Genere: Corto, Drammatico, Visionario
Regia: Francesco Selvi
18 giugno 1815.
Un uomo scruta da un promontorio la macelleria che sta sulla piana di Waterloo, è esausto, ha perso tutto. Da Waterloo non si alzerà mai più. Da allora la storia è cosparsa di miriadi di Waterloo, personali o collettive. La città notturna, luogo di fantasmi e apparizioni, è il campo di battaglia allucinato di un Napoleone esausto ma forse non ancora del tutto domo. Nel suo girovagare notturno viene scandita passo passo la genesi di una sconfitta, che da personale diventa universale. L’occhio umido del nostro Napoleone, teneramente disperato, incontra i segni tangibili della fine prossima della nostra società. Ma in fondo la storia è ciclica, eterni ritorni di Waterloo seguite da Marengo…e avanti così, per l’eternità.
Waterloo indaga il senso di sconfitta a partire dal titolo stesso. Il nome di questa storica battaglia suscita ancora oggi forti sensazioni e crea subito un immaginario di disfatta, di battaglia terminale dopo di cui ogni futuro è azzerato.
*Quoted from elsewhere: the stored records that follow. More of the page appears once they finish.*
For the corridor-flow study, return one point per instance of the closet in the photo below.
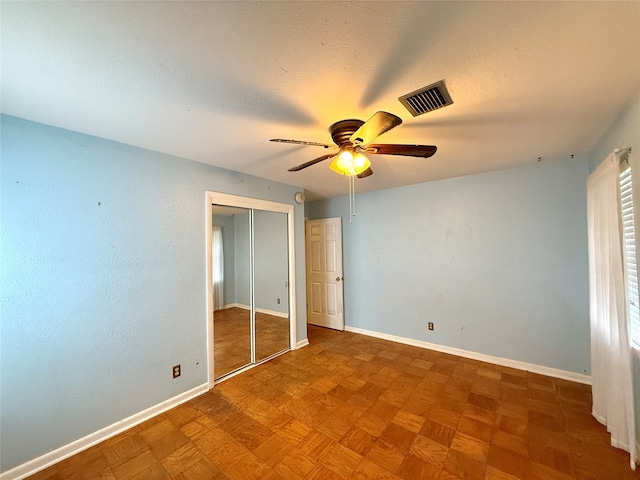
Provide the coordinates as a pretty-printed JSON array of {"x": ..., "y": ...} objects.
[{"x": 250, "y": 288}]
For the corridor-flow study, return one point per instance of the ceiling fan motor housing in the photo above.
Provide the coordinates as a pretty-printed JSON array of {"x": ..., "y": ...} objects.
[{"x": 341, "y": 131}]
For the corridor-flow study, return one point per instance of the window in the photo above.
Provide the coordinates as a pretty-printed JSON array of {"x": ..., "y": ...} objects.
[{"x": 630, "y": 258}]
Da tempo mi interessa capire e indagare i meccanismi che ci fanno valutare vincente o meno un’esistenza. Waterloo, per esempio, fu una sconfitta determinata da tanti fattori, fra cui le condizioni atmosferiche, ma anche l’inettitudine di alcuni generali dall’armata napoleonica…un insieme di causali che, mischiate fra loro, sono diventate casualità, un caos di cui non si può venire a capo.
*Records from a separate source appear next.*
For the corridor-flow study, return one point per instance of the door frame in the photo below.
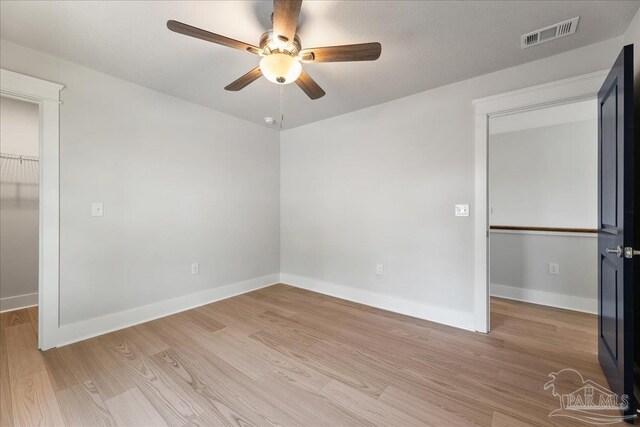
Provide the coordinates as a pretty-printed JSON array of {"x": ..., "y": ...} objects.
[
  {"x": 564, "y": 91},
  {"x": 47, "y": 96}
]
Insomma, dietro ad ogni sconfitta si nasconde una vittoria mancata, e quel manque è proprio quello che mi interessa. Del resto a questa battaglia finale Napoleone si presenta ormai stanco, gonfio, esausto. Mentre il duca di Wellington durante la giornata di combattimento sarà sempre sul fronte, macinando 80 km a cavallo, Napoleone non uscirà quasi mai dalla propria tenda, quasi ad attendere un finale già scritto, quasi a gettarsi direttamente verso la fine. Luciano, protagonista del film, trasmette per me tutte queste sensazioni. I suoi occhi ed il suo viso scavato sono già un campo di battaglia. Conscio della fine combatte la propria lotta allucinato, fra bagliori inesistenti e visioni fantasmatiche, soverchiato da una contemporaneità che, come la macchina del film, si presenta ignorante, rumorosa, veloce e fatua. Ma proprio perché necessaria quella battaglia va condotta più e più volte, anche quando si sa che la fine è già scritta, anche quando non v’è possibilità di riuscita. Un destino tragico ci attende, nonostante tutti i bagliori e i clamori attorno a noi tentino di sviarci. A noi non resta che lanciarci armati di quella rara qualità chiamata dignità.